Tuesday, April 17, 2012

67 Pokes

It was inevitable…My family’s DNA set me up long before I was born to be itchy, wheezy, bloated, gassy and perpetually sneezing.

So begins round one of trying to figure out what lies beneath as the root cause of my allergies.

Enter, Nurse Mary.

My greeting to my new lady was “Hello, I Brennan.  You hair is long.  You have glasses.  You see my penis?  SEE!” [Good-Bye underpants]

Nurse Mary, “I’m not that kind of Doctor, Brennan.” [Smile]

Step One...The process began with Nurse Mary drawing smiley faces on my fingers.  Fun.  I’m all about coloring on things I’m not supposed to color.

Step Two…More markers & my back was gently tickled with her artful hand.  Still fun.

Step Three…All of her sweet talk, game play, song singing and promises of a toy reward quickly dissipated when I felt the first poke…and then the second…67 sticks to the back later I didn’t feel the same about Nurse Mary.
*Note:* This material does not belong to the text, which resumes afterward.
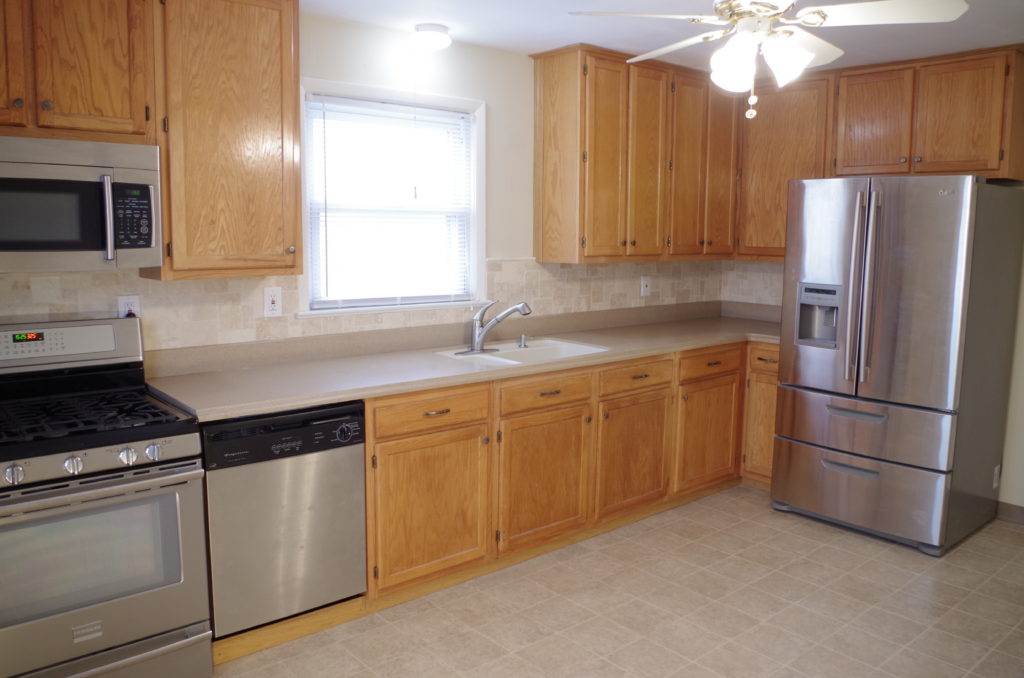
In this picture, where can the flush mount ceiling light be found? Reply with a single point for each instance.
(760, 27)
(431, 36)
As a matter of fact, when the required time for me to lay still expired, I sat up, looked at that nurse lady & said, “YOU POKE ME! I KICK YOU!”

Of course I forgave her, she did give me hand sanitizer and a boingy toy after all.

Until next time, Nurse Mary.  See you soon.

Tuesday, April 3, 2012

Fancy Stuff...NOT For Kids

Mother…Please give me just a little credit for attempting to clean up the inevitable messes that I make (either intentionally or accidentally).  So when I make an effort to soak up the puddle around the toilet, I should not get in more trouble for using the “fancy bathroom towels.”

That’s right, my Mother has bathroom towels hanging in the bathroom that we are not allowed to wipe our hands on (or anything else, for that matter).

Who does that?!?

The issue here is not how the puddle got there (even if I was emulating a sprinkler and just the tiniest amount may have splashed outside the rim).  The issue, as I see it, is that I made an attempt to clean up said “mess” and that woman was upset that I chose the wrong vehicle for cleaning.

NEWSFLASH…I’m three and don’t care if your towels have elaborate embroidery and decorative tassels hanging from the edge.  They looked absorbent, so I used them!  End of story.

To sum it up…

Hang a rag, hang a sham-wow, hang a frickin’ fur pelt…I don’t care.  But if you want me to make any effort, don’t hang unusable cloths within my reach.